Conrad l'embrassa à son tour avant de la soulever, de s'asseoir et de la
déposer sur ses genoux.
     
    Durant quelques
minutes, le père et le fils discutèrent des exactions du gouvernement libéral
d'Alexandre Taschereau révélées par le comité des comptes et rapportées tant
par la presse écrite que par la radio.
     
    — J'aime ben
l'ouvrage fait par le député de Trois-Rivières, Maurice Duplessis, dit Gérard
avec enthousiasme. Il paraît qu'il y va pas avec le dos de la cuillère.
     
    — J'aime pas mal
mieux Paul Gouin, affirma son père. Ils ont beau s'être mis ensemble aux
dernières élections, j'ai plus confiance en Gouin.
     
    — Au fond, p'pa,
ils s'aident tous les deux pour nous débarrasser de ces croches-là, lui fit
remarquer Gérard en arborant une mine dégoûtée.

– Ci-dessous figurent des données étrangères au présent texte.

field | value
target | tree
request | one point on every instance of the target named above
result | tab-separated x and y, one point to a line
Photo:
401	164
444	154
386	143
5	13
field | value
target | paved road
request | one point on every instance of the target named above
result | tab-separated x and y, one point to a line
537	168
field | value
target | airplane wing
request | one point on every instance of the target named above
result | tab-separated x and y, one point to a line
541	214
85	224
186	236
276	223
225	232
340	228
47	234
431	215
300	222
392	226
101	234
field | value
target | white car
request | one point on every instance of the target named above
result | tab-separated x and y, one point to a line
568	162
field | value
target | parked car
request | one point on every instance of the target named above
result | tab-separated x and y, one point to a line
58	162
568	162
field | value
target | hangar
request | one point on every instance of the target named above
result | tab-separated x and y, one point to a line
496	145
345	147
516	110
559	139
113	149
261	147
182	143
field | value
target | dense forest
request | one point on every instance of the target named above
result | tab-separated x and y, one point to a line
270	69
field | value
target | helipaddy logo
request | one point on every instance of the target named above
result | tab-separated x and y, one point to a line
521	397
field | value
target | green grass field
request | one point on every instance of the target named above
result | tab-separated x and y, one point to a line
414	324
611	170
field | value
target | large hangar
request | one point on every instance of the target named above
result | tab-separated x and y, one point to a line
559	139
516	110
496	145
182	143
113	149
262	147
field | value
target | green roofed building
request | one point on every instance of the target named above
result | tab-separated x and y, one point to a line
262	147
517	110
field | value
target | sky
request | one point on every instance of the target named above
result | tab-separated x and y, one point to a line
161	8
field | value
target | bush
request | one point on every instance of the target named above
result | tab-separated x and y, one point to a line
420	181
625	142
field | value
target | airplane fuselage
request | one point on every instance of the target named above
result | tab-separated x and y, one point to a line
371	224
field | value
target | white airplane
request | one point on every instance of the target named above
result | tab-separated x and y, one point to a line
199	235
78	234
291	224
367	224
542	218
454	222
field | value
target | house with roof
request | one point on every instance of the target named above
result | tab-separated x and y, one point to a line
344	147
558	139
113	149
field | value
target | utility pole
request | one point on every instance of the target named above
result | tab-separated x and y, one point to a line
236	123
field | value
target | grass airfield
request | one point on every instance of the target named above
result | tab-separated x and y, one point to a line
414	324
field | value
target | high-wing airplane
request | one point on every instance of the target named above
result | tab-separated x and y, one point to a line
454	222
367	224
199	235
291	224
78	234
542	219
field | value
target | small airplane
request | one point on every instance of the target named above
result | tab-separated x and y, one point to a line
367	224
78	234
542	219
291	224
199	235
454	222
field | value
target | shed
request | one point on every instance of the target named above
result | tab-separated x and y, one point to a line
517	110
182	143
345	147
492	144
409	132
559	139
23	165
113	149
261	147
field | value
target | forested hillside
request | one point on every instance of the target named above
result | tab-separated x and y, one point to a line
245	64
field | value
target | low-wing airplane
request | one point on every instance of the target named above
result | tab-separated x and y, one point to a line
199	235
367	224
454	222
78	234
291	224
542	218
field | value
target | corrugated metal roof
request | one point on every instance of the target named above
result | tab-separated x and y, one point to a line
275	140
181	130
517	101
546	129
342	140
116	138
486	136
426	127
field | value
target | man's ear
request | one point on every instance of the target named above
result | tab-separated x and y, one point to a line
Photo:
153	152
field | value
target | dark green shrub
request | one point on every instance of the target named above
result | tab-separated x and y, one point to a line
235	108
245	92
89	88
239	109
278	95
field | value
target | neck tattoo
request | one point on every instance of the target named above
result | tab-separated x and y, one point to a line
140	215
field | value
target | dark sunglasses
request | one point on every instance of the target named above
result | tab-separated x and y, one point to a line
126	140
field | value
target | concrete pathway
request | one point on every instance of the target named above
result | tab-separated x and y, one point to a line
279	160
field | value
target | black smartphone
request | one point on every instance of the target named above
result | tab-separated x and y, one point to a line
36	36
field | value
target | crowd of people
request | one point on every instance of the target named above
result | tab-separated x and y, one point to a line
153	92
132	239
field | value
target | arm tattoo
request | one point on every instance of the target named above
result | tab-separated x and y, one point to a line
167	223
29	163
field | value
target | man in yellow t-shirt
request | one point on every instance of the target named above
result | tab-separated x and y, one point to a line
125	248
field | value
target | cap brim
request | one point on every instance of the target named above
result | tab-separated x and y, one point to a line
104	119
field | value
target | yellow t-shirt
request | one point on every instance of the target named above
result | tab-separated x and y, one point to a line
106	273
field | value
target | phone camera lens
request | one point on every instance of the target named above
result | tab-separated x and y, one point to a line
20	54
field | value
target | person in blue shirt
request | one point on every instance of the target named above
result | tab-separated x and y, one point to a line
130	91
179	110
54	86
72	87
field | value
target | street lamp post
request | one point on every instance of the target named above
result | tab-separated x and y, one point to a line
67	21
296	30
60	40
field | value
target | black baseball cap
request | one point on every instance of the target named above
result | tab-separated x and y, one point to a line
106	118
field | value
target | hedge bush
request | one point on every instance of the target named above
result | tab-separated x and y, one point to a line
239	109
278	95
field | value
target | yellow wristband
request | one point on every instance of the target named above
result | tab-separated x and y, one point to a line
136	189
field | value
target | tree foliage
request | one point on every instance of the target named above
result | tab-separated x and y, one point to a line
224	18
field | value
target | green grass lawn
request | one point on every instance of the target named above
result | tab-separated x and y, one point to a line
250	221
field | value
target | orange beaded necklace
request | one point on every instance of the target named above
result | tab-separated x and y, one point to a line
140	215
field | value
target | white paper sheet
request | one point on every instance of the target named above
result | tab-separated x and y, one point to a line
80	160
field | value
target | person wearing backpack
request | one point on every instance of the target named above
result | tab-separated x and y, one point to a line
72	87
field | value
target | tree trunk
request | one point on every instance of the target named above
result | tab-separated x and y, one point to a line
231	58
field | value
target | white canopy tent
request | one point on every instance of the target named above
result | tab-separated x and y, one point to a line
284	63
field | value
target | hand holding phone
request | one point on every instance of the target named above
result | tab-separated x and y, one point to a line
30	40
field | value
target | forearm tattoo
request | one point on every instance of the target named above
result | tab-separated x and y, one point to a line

Duplessis est en train de
déculotter les rouges devant toute la province, et c'est tant mieux. L'argent
qu'ils se sont mis dans les poches aurait dû aller à aider le pauvre monde.
     
    — Il y a tout de
même le Secours direct, intervint Lucille.
     
    — Voyons, m'man,
protesta son fils. Le Secours direct permet juste de pas mourir de faim. Ils
donnent entre trente et quarante cents par jour.
     
    — Et c'est pas
gratuit pantoute à part ça, tint à préciser Laurette à son tour. Il paraît que
le monde qui en reçoit doit travailler au moins dix heures par jour pour
l'avoir.
     
    — C'est vrai ce
que vous dites là, tous les deux, les approuva Conrad Morin. Je trouve que
c'est aussi pire que l'ancienne loi sur l'indigence. En 1921, avec cette
loi-là, on aidait les pauvres, mais pas avant d'avoir fait une enquête sur leur
moralité et avoir vérifié s'ils pratiquaient leur religion comme il faut. Au
fond, c'était le curé de la paroisse qui décidait si quelqu'un avait le droit
de recevoir quelque chose.
     
    — Au moins, p'pa,
le Secours direct va avoir permis de construire un beau jardin botanique dans
l'est de la ville. J'ai lu dans La Presse qu'on va l'inaugurer le 6 mai. Il
paraît que ça va être de toute beauté, cette affaire-là.
     
    On parla encore
durant de longues minutes des efforts en apparence vains du maire Camilien
Houde, réélu à la mairie de Montréal depuis deux ans, pour venir en aide aux
pauvres de sa ville. Alertée par les pleurs de Jean-Louis, Laurette s'absenta
un moment et revint avec son fils dans les bras. Lorsqu'un court silence
s'installa, Lucille interpella son mari :
     
    — Il serait
peut-être temps que tu leur en parles.
     
    Ce dernier se
secoua et prit un air sérieux avant de poursuivre.
     
    — Ben oui. Est-ce
que c'est assez bête ? On est là, parle, parle, jase, jase et je vous ai pas
encore dit pourquoi on s'est arrêtés vous voir aujourd'hui. On n'est pas juste
venus vous dire bonjour en passant.
     
    — Ah ! dit
Laurette, intriguée.
     
    — Imagine-toi,
Gérard, que le père Duchesne prend sa retraite dans une semaine ou deux.
     
    — Qui est-ce que
c'est, cet homme-là? demanda Laurette.
     
    — Le plus vieux
magasinier chez Casavant, répondit Gérard, qui avait souvent entendu parler de
l'homme à la maison. Puis, p'pa ? ajouta-t-il en s'adressant à son père.
     
    — Si tu veux
avoir sa job, tu peux l'avoir, déclara Conrad Morin, le visage illuminé. C'est
pas une bonne nouvelle, ça?
     
    — Je comprends,
dit son fils, sans grand enthousiasme.
     
    — En plus, reprit
sa mère, les Gauthier, en dessous de chez nous, déménagent, et leur logement
est pas encore loué. Vous pourriez venir vous installer là. La maison est pas
mal plus jeune que la vôtre et elle est aussi grande. Vous auriez une cour,
comme ici.
     
    — C'est un pensez-y
ben, admit Gérard en jetant un coup d'oeil à sa femme, qui avait posé
Jean-Louis dans son parc.
     
    — Combien tu
gagnes par semaine ? reprit Conrad.
     
    — Douze piastres.
     
    — Je suis pas
sûr, mais je pense que c'est à peu près ça que Casavant donne au père Duchesne.
Qu'est-ce que t'en penses ?
     
    — Il faut que j'y
pense, répondit son fils d'une voix hésitante.